Stats
Return-series inference, implied vol, prediction-market calibration — one-line statistical helpers
horizon.stats ships the inferential statistics a fiduciary actually
needs to evaluate strategies and quotes. Every metric that has a sampling
distribution comes with a bootstrap confidence interval; every test that
produces a p-value does.
Pure functions on plain Sequence[float] / numpy arrays. No pandas
required. scipy and py_vollib are detected at runtime and used when
present; pure-numpy fallbacks ship for everything that matters, so the
module works without optional installs.
import horizon as hz
# Re-export pattern; equivalent forms:
hz.stats.summary(returns)
from horizon.stats import summary
from horizon.stats.returns import summary
At a glance
Returns inference
summary(returns, *, risk_free_rate=0.0, periods_per_year=252)
One-shot tearsheet. Returns a ReturnsSummary with n, mean_per_period, vol_per_period, annualized_return, annualized_vol, sharpe, sortino, max_drawdown, skew, excess_kurtosis.
rets = hz.stats.returns_from_prices(closes)
print(hz.stats.summary(rets))
# ReturnsSummary(n=251, ann_ret=11.47%, ann_vol=19.38%,
# sharpe=0.56, sortino=0.58, max_dd=-15.09%)
sharpe(returns, *, risk_free_rate=0.0, periods_per_year=252, annualize=True) → float
sortino(returns, *, target=0.0, periods_per_year=252, annualize=True) → float
Point estimates. Returns nan for zero-variance input. Use the *_ci variants whenever you’d quote the number to anyone.
sharpe_ci(returns, *, confidence=0.95, n_resamples=5000, seed=None, ...) → ConfidenceInterval
sortino_ci(returns, *, confidence=0.95, n_resamples=5000, seed=None, ...) → ConfidenceInterval
Bootstrap percentile CIs. iid resampling with replacement; pair with ljung_box to confirm iid-ness first (autocorrelated series want a
stationary bootstrap, not the default).
ci = hz.stats.sharpe_ci(rets, n_resamples=5000, seed=0)
# CI(0.5605, [-1.4679, 2.5510], 95%, n=5000)
A wide CI on a strong-looking Sharpe is the most common reason a backtest’s edge fails to replicate in production — quote the band, not the midpoint.
jarque_bera(returns) → JarqueBeraResult
Null: returns are normally distributed. Reject when p_value < alpha.

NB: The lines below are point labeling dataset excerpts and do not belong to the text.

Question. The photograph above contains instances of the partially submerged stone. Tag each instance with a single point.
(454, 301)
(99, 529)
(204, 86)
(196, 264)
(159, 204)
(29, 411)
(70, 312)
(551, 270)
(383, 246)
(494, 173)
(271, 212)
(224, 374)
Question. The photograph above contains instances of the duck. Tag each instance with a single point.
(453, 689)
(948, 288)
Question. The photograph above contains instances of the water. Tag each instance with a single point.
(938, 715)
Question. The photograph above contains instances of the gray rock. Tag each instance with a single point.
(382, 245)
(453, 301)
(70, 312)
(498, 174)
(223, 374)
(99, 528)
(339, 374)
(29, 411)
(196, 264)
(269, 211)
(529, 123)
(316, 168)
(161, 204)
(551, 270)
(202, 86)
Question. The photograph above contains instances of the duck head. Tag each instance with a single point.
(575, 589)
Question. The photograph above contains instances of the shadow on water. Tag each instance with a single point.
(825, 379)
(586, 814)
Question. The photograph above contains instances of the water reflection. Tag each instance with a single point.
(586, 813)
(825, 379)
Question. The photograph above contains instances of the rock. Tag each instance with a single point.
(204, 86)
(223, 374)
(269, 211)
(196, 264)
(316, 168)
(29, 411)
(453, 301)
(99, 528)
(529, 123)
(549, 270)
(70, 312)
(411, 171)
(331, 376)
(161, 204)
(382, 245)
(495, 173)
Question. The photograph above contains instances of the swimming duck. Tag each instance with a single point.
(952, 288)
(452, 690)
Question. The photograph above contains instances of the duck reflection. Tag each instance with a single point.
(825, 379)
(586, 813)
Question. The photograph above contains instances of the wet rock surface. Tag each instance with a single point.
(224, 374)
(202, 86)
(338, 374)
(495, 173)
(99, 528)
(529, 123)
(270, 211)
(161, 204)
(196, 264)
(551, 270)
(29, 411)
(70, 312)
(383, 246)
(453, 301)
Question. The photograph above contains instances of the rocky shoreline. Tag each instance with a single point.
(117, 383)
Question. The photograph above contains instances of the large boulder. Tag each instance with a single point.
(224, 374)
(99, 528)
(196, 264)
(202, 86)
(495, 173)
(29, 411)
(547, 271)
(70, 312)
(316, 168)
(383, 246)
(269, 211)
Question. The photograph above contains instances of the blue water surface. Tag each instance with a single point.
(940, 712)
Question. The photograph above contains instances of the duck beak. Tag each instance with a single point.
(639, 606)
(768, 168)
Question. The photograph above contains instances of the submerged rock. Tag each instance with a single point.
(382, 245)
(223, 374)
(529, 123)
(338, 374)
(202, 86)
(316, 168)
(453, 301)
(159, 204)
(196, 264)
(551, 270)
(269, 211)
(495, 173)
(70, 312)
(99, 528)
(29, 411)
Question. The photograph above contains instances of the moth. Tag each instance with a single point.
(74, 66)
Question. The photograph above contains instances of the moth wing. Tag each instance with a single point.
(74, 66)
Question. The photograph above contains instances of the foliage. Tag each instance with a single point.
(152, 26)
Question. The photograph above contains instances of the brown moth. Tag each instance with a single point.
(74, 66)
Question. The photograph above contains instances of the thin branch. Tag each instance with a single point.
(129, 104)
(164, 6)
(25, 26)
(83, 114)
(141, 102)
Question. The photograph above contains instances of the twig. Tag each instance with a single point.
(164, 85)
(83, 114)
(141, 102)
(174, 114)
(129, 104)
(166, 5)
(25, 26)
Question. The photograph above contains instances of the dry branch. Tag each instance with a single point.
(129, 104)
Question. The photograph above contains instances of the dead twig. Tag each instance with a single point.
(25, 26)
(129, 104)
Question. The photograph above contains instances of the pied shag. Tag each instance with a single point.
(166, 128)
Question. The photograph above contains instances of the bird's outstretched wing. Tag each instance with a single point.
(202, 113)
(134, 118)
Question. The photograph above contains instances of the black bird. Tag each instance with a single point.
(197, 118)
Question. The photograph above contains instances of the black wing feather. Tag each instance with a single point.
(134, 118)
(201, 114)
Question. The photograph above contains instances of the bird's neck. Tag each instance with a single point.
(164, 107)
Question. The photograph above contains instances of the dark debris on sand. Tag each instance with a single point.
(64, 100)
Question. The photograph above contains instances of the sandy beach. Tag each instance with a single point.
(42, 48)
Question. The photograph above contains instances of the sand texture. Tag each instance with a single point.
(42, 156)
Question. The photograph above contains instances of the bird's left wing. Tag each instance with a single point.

Uses scipy.stats.chi2.sf if scipy is installed; otherwise a
Numerical-Recipes continued-fraction implementation of the chi-squared
survival function.
jb = hz.stats.jarque_bera(rets)
print(f"skew={jb.skew:.3f} kurtosis={jb.excess_kurtosis:.3f} p={jb.p_value:.4f}")
ljung_box(returns, *, lags=10) → LjungBoxResult
Null: returns are iid (no autocorrelation at lags 1..h). Reject when p_value < alpha. Run this before sharpe_ci — the iid bootstrap is
only valid when serial correlation is weak.
max_drawdown(returns) → DrawdownStats
Peak-to-trough drawdown on the cumulative-return curve, plus the
peak/trough/recovery indices and durations. recovery_index is None if the equity curve hasn’t surpassed the prior peak by the end
of the series.
returns_from_prices(prices) → numpy.ndarray
Simple arithmetic returns from a price series. Length N → N-1.
Implied volatility
BSInputs(spot, strike, time_to_expiry, *, risk_free_rate=0.0, dividend_yield=0.0, option_type="call")
Inputs for a Black-Scholes-Merton extraction. time_to_expiry is in
years (use dte / 365.25 or dte / 252 depending on convention).
Validation: rejects non-positive spot/strike/T, rejects bad option_type.
implied_vol(premium, inputs, *, tol=1e-8, max_iter=100, use_vollib=True) → IVResult
Solves for the IV under BSM. Delegates to py_vollib when installed
(faster); falls back to bisection on [1e-4, 5.0]. Refuses to solve
if premium is below intrinsic value (the market is showing an
arbitrage and forcing a number from a bad quote is a fiduciary hazard).
inputs = hz.stats.BSInputs(
spot=180.0, strike=185.0, time_to_expiry=30/365,
risk_free_rate=0.045, option_type="call",
)
r = hz.stats.implied_vol(premium=2.85, inputs=inputs)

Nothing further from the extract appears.